Hi Steve,

   Please find below a brief biography (well, the only one I have found) on the writer who, as Armitage Trail, wrote the novel Scarface.

   I wonder if anyone has ever done any research to track down the pseudonymous work mentioned in it. I asked Victor Berch who knows little more — apparently he could not even find him in the census for the years he was alive. (Apparently his brother, also difficult to trace in official records, wrote over 20 episodes for the Addams Family [television show] amongst other work).

   Just wonder if he is worth putting in your blog to see if anyone can add to the bio?

Regards

   John Herrington

   Armitage Trail was a pseudonym for the American author Maurice Coons.
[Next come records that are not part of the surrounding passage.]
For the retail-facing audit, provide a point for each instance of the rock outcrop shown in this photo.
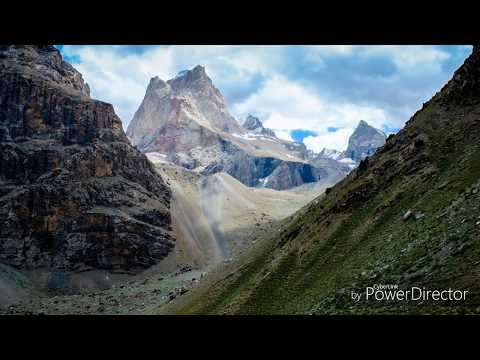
(254, 124)
(364, 141)
(186, 121)
(74, 193)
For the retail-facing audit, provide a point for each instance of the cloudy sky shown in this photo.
(315, 94)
The son of a theatrical impresario who managed the road tours of the New Orleans Opera Company, and also manufactured furniture and farm silos, Maurice Coons left school at 16 to devote all his time to writing stories. By 17 or 18, he was already selling stories to magazines. By his early twenties he was writing whole issues of various detective-story magazines under a great assortment of various names. And at 28 — after going to New York to write more stories, and from there to Hollywood to write movies — he dropped dead of a heart attack at the downtown Paramount Theatre in Los Angeles.
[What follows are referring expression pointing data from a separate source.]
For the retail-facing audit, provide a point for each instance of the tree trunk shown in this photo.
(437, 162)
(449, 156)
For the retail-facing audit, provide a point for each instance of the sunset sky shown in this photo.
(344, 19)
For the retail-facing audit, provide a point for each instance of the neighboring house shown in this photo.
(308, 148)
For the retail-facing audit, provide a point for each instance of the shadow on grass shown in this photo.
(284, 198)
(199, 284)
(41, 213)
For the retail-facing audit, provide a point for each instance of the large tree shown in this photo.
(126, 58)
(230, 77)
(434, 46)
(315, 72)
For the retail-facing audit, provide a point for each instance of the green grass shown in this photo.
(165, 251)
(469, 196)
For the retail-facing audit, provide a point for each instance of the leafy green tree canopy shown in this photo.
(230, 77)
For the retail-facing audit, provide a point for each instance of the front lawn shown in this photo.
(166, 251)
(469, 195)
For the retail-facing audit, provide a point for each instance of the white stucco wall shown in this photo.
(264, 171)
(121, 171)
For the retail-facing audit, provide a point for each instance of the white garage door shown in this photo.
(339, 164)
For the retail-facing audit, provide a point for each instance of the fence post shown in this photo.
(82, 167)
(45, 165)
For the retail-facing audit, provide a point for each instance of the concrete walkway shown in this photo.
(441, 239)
   At the time of his death, he weighed 315 pounds, had a flowing brown moustache, and wore Barrymore-brim Borsalina hats. He was survived by his brother, humorous writer Hannibal Coons.

Scarface

   Maurice Coons gathered the elements for Scarface when living in Chicago, where he became acquainted with many local Sicilian gangs. For a couple of years, Coons spent most of his nights prowling Chicago’s gangland with his friend, a lawyer, and spent his days sitting in the sun room of his Oak Park apartment writing Scarface. He never did meet Al Capone, who was the inspiration for his immortal character, though Capone was very much alive when his book was published.
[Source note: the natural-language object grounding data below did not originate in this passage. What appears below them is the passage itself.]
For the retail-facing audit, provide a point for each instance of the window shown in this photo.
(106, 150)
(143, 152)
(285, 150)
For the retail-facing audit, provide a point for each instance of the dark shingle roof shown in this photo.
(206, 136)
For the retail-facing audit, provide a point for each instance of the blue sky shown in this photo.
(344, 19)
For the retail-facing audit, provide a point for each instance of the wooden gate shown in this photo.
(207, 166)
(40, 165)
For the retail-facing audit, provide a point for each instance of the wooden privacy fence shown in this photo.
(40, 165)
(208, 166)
   When Howard Hughes was making plans to produce the movie, Coons wanted Edward G. Robinson to play the leading role because of his resemblance to Capone but being Hollywood, it ended up with Paul [Muni] playing Scarface, a different-looking sort of man altogether. The author did not live to see the picture, but Al Capone did, and screenwriter Ben Hecht had to talk fast to convince his henchmen that Scarface was not based on him. Scarface was also made into a film in 1983, directed by Brian de Palma and starring AI Pacino. Armitage Trail’s only other surviving novel is The Thirteenth Guest ( 1929). Both his novels prefigure the birth of hard-boiled fiction and Black Mask magazine.

***

   From Crime Fiction IV, by Allen J. Hubin:

COONS, MAURICE (1902-1930); see pseudonym Armitage Trail.

TRAIL, ARMITAGE; pseudonym of Maurice Coons.

   * * Scarface (Clode, 1930, hc) [Chicago, IL] Long, 1931. Film: United Artists, 1932 (scw: Fred Palsey, W. R. Burnett, John Lee Mahin, Seton I. Miller, Ben Hecht; dir: Howard Hawks). Also: Universal, 1983 (scw: Oliver Stone; dir: Brian De Palma).

   * * The Thirteenth Guest (Whitman, 1929, hc) Film: Monogram, 1932 (scw: Francis Hyland, Arthur Hoerl, Armitage Trail; dir: Albert Ray). Also: Monogram, 1943, as Mystery of the Thirteenth Guest (scw: Charles Marlon, Tim Ryan, Arthur Hoerl; dir: William Beaudine).